The Expect-100 behaviour was introduced with HTTP v1.1. For HTTP v1.0 servers, uploading data using Expect-100 would result in a deadlock: the server is waiting for the data and the client is waiting for the 100 status code.

To avoid this deadlock, curl contains a timeout for Expect-100 responses: if dCache does not reply to the initial (header-only) request with a 100-Continue response quickly enough then curl believes dCache to be an HTTP v1.0 server and will send the file’s content.

Note that, under these circumstances, the WebDAV door will accept the file’s data and send it to the pool (data server) on behalf of the client. However, this places a higher load on the WebDAV door and will likely result in poorer performance.

dCache replies with a redirection only once it knows to data server will accept the data, and that the server is ready to accept the data.
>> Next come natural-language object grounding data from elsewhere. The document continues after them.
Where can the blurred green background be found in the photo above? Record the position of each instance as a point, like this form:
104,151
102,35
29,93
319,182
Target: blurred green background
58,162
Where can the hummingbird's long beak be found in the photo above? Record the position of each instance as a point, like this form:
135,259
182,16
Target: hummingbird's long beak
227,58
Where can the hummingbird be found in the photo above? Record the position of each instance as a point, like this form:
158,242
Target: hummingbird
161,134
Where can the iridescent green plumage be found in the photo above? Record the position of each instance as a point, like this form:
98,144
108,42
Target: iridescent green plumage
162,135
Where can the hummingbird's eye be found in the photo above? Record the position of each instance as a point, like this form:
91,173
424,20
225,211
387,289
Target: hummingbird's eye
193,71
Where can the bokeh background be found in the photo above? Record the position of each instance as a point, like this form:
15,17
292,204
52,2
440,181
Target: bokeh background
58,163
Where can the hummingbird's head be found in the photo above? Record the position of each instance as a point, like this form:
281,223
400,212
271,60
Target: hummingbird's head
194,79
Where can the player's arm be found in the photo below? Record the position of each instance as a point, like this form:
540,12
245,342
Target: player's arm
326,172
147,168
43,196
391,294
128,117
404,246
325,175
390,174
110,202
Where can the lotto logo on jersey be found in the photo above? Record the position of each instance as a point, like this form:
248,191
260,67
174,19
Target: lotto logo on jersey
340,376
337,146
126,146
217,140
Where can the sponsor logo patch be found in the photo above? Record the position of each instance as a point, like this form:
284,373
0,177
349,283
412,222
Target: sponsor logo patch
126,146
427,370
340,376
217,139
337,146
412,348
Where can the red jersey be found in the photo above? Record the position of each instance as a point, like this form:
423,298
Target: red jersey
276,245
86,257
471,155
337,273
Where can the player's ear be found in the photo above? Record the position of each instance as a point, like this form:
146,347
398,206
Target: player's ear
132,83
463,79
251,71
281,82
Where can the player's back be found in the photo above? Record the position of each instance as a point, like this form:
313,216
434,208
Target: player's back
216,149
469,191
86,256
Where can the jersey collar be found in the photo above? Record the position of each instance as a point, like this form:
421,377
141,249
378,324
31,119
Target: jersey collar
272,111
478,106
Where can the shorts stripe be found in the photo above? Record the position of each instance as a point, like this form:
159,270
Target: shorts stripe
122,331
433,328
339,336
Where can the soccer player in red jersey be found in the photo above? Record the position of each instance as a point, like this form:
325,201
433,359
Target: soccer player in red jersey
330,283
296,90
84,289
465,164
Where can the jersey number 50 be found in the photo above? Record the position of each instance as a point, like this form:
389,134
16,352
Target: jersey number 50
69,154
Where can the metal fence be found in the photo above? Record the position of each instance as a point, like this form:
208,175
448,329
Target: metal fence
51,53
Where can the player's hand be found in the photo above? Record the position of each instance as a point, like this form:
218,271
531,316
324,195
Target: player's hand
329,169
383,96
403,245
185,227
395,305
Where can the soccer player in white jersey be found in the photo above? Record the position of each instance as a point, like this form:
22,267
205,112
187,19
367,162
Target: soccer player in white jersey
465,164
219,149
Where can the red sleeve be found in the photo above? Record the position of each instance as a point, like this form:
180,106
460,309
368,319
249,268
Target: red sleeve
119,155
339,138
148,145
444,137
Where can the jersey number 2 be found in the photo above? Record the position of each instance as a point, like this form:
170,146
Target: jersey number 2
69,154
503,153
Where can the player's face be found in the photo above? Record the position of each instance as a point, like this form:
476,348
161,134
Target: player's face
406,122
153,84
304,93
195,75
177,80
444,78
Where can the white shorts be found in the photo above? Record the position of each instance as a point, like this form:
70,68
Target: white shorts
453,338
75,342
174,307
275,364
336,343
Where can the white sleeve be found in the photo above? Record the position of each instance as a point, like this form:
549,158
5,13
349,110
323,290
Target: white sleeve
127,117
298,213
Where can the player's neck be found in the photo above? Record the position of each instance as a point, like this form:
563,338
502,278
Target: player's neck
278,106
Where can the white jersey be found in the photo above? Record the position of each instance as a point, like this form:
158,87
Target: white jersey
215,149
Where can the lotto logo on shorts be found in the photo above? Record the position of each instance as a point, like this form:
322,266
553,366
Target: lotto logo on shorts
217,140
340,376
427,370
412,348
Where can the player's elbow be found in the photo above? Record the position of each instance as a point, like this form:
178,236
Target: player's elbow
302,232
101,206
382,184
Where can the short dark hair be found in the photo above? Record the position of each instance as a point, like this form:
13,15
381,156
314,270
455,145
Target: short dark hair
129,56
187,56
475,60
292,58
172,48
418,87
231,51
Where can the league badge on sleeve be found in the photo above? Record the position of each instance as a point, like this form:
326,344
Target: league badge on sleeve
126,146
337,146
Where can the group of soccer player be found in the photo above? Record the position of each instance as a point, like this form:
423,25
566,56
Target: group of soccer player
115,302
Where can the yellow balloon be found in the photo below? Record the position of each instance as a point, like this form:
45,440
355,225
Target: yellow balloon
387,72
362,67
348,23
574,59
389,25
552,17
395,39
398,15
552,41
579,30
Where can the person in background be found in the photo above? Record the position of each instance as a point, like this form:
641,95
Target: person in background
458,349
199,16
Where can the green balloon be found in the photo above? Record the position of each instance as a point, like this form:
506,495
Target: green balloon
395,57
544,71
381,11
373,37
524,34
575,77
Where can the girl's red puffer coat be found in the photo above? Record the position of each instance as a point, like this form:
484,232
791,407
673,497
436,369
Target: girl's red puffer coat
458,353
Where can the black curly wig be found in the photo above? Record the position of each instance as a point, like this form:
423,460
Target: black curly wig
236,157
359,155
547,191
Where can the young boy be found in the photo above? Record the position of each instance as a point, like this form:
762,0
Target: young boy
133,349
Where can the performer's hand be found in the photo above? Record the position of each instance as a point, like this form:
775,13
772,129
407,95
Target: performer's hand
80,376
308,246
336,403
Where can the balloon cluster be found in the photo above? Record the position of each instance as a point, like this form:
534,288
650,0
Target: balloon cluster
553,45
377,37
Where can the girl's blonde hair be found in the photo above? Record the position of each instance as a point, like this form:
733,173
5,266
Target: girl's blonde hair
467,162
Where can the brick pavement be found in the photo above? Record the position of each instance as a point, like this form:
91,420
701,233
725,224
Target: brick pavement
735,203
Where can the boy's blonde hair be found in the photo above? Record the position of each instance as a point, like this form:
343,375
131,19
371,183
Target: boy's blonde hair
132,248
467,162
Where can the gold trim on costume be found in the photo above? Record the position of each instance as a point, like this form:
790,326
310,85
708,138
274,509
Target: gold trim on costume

If all the storage nodes are busy, this may take some time to establish. While this is happening, dCache has not replied to the client’s initial header-only request. If this process takes too long, curl considers the server as implementing HTTP v1.0 and will send the data.

By default, curl will wait one second after sending the expect-100 request. Since curl v7.47.0, this timeout is controlled by the --expect100-timeout command-line option.

Therefore, it is recommended to use curl v7.47.0 or later and to specify the --expect100-timeout option with a large timeout value.

Checksums

Checksums are often used to verify a file’s integrity.

There are three ways of discovering or otherwise influencing checksums for files stored in dCache: RFC 3230 headers, WebDAV properties, and Content-MD5 headers.

RFC 3230

RFC 3230 allows the client to request that a file’s checksum is sent as part of the server’s response. This is done by specifying the Want-Digest request header with a value describing which checksum algorithms are acceptable to the client; for example, the request header Want-Digest: ADLER32 requests the server provides the ADLER32 checksum in the response, while Want-Digest: MD5,ADLER32;q=0.5 indicates the client would prefer the MD5 checksum but to supply the ADLER32 if the MD5 checksum is unavailable.

dCache supports RFC 3230 requests on HEAD, GET, PUT and some COPY requests.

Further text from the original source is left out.